「零戦でもっとも戦った搭乗員」が戦後、自分の生活を犠牲にしてでも続けた「慰霊行脚」
私が6月25日に上梓した『決定版 零戦最後の証言2』は、4月に刊行した『決定版 零戦最後の証言1』と同様、私が直接インタビューを重ねた元零戦搭乗員たちが、戦争をいかに戦い、激動の戦後をいかに生きてきたかを、戦中、戦後の写真とともに解き明かしたものである。登場人物は各巻8名で、『2』は進藤三郎、日高盛康、羽切松雄、角田和男、原田要、小町定、大原亮治、山田良市の各氏。8月末には『決定版 零戦最後の証言3』が出て、それで完結する予定だ。今回は『決定版 零戦最後の証言2』より、ある歴戦の零戦搭乗員の戦後の慰霊行脚について加筆の上、ご紹介する。 【写真】敵艦に突入する零戦を捉えた超貴重な1枚…!
零戦で誰よりも戦った男
角田和男(つのだ・かずお。1918-2013)は、昭和9(1934)年。予科練5期生として海軍に入隊した。海軍兵学校卒のエリートとは違い、兵から叩き上げた特務士官の戦闘機乗りである。最終階級は中尉。 その実戦経験は、支那事変にはじまってラバウル・ソロモン・ニューギニア方面から硫黄島、フィリピン、さらに沖縄沖航空戦にまでおよぶ。昭和19(1944)年10月からのフィリピン戦以降は特攻隊員に組み入れられ、爆装特攻機を護衛し突入を見届ける直掩機として、辛く非情な出撃を重ねた。 温厚篤実な人柄ながら、その実戦経験から、「零戦でもっとも戦った搭乗員」として、生き残り搭乗員の誰からも一目置かれる存在だった。
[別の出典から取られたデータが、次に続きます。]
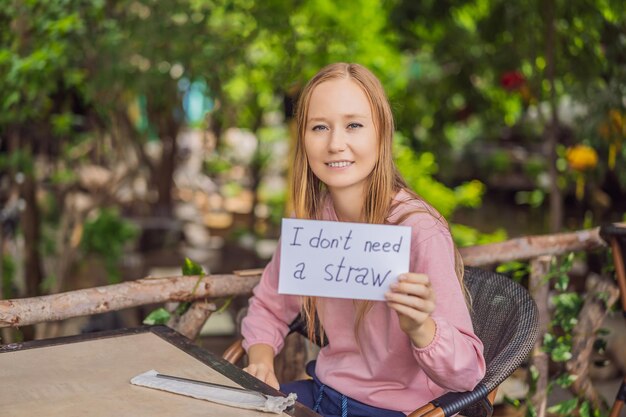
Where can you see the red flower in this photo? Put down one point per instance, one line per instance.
(512, 80)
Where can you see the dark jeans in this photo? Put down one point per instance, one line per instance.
(331, 403)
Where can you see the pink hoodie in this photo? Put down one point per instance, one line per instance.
(387, 371)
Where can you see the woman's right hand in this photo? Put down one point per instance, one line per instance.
(263, 372)
(261, 364)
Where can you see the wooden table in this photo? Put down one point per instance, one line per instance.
(88, 375)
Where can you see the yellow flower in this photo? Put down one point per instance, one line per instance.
(581, 157)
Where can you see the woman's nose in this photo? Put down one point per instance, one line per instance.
(337, 142)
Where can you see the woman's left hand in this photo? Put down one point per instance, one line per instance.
(413, 299)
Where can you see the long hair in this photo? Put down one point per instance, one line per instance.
(308, 192)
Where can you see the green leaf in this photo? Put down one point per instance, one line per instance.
(585, 409)
(561, 353)
(158, 316)
(564, 407)
(191, 268)
(566, 380)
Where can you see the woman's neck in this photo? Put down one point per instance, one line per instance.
(348, 204)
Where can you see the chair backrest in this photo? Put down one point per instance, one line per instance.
(505, 318)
『大空のサムライ』などの著書で著名な元零戦搭乗員・坂井三郎はめったに人を褒めない人だったが、角田に関しては私のインタビューに、「角田さんほど戦った搭乗員はほかにいないんじゃないか」と語ったほどである。 角田がかつての仲間から一目置かれたのは、戦場での獅子奮迅の働きぶりはもちろんだが、戦後、自分の生活を犠牲にしてまで、関係した部隊の177名におよぶ戦没者たちの遺族と墓を探しては訪ね、さらにかつての戦場にまで慰霊巡拝の旅を続けたことも大きいと思われる。 角田和男の1日は、2013年に亡くなる直前まで、机の上に戦死した戦友の遺影を1頁に1枚ずつ貼った蛇腹折りのアルバムを広げ、般若心経を唱えることから始まった。 脳梗塞を患い、体の自由が利かない角田にとって、ベッドから起き出すことは容易ではない。目覚めるのは朝といっても遅い時間で、そのまま布団のなかで手足の指から順に体を動かしウォーミングアップをして、やっと床を離れる頃には時計の針は正午近くを指している。